Lluís Puig, on the other hand, did not flee to Belgium so as not to have to answer to the Spanish justice system, but instead established his residence in Belgium before the Public Prosecutor’s Office had initiated any kind of action against him. Lluís Puig has exercised his fundamental right recognized in article 19 of the Constitution, which allows him to freely enter and leave the territory of the State and establish his residence wherever he deems appropriate. It remains at the disposal of the Supreme Court, but under the terms in which the Belgian justice considers that said provision has to materialize.
In other words, the Supreme Court has to persuade the Belgian justice that his extradition request is in accordance with the law. If he succeeds, Lluís Puig will be extradited, so that the Supreme Court can process and judge him. If he does not succeed, Lluís Puig will continue in possession of all the rights recognized in the Constitution, maintaining, if he wishes, his residence in Belgium.
The first difference between the legal position of Valtònyc and that of Lluís Puig is clear. Valtònyc has already been sentenced in Spain. Lluís Puig has not even been tried.
From this first difference another of enormous importance follows. In the case of Valtònyc, the Belgian justice has not questioned the legitimacy of the Spanish justice to consider that his conduct constitutes certain crimes. It has simply confined itself to stating that such crimes do not exist in the Belgian legal order.
In the case of Lluís Puig, the arrest and surrender order was issued by the Supreme Court in order to try him for the crime of embezzlement, which does exist in the Belgian legal system. By rejecting the extradition, the Belgian justice questions the “legitimacy” of the action of the Supreme Court as a court of a State of Law worthy of the name. If the extradition had been requested by a judicial body based in Catalonia, the place where Lluís Puig had carried out his activity as a member of the Government chaired by Carles Puigdemont, the Belgian justice would not have been able to refuse to grant the extradition.
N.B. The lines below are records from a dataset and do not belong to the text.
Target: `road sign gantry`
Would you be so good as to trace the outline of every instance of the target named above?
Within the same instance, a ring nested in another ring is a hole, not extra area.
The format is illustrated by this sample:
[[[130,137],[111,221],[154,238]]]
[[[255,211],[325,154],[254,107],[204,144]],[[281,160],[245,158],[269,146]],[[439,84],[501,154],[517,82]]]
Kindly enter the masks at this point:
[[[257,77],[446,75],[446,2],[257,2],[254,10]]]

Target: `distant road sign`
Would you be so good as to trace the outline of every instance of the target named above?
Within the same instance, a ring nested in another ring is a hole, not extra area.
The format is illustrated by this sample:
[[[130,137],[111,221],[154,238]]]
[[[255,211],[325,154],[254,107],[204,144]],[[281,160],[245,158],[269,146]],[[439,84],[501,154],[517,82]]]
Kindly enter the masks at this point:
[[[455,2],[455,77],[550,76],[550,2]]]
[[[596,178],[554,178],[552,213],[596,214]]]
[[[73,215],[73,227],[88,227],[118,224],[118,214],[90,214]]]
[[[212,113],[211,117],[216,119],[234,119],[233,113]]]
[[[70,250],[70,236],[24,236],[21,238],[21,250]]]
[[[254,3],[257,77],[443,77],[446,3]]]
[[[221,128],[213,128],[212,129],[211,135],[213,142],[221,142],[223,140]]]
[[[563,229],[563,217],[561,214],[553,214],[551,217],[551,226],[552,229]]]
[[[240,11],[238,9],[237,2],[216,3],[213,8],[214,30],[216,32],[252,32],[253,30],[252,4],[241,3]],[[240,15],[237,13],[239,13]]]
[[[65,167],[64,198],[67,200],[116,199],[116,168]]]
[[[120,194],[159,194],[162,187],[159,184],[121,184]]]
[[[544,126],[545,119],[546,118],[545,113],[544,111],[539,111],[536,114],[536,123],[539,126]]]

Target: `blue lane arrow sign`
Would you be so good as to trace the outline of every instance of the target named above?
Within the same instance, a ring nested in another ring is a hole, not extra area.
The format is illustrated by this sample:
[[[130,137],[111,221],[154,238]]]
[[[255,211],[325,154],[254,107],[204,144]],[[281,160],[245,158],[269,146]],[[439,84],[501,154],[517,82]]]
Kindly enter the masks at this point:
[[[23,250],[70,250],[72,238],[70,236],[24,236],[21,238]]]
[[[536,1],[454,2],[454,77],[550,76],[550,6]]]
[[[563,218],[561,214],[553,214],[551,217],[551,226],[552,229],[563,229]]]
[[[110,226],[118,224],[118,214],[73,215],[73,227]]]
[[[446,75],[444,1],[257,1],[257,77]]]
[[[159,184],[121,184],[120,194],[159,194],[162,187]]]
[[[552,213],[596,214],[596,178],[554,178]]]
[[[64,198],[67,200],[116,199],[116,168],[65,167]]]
But since the TS has requested it, it is no longer the case.
The demand for criminal responsibility for his conduct as a member of the Government had to have occurred before the Superior Court of Justice of Catalonia (TSJC). Against the judgment of said TSJC, an appeal could be lodged with the Supreme Court. This is the “natural order” of the process of administration of justice in any State of Law worthy of the name.
This “natural order” is what, according to Belgian justice, the Supreme Court has subverted, manipulating the attributive rules of jurisdiction in order to become a judge of first and only instance against the former Minister of the Government, Lluís Puig. With this, it has violated fundamental rights constituting the “essential nucleus” of the rule of law. Not of this or that State of Law, but of the State of Law. That is why the extradition request that he has addressed to the Belgian justice cannot be met.
Following the decision of the Belgian justice not to comply with the arrest and surrender order that had been sent to him, Judge Pablo Llarena has raised a “preliminary ruling” to the Court of Justice of the European Union (CJEU), with the aim of that it recognize its authority to issue the arrest and surrender order that it had issued and impose on the Belgian justice the obligation to grant the extradition of Minister Lluís Puig.
If the CJEU endorses the position of the Spanish investigating judge, Lluís Puig must be extradited to be tried by the Supreme Court in Spain. In the event that this is not the case, it would be all the activity of the Supreme Court in the procés case that would be invalidated, due to violation of the fundamental rights of all those accused and convicted, since if it did not have competence to act against Lluís Puig Nor did he have it to act against everyone else.
In the first half of 2022, predictably, the decision of the CJEU will be known. On the Valtònyc case, the CJEU has already had occasion to pronounce a preliminary ruling and did so in the opposite direction to that intended by the Supreme Court. Will the same thing happen again?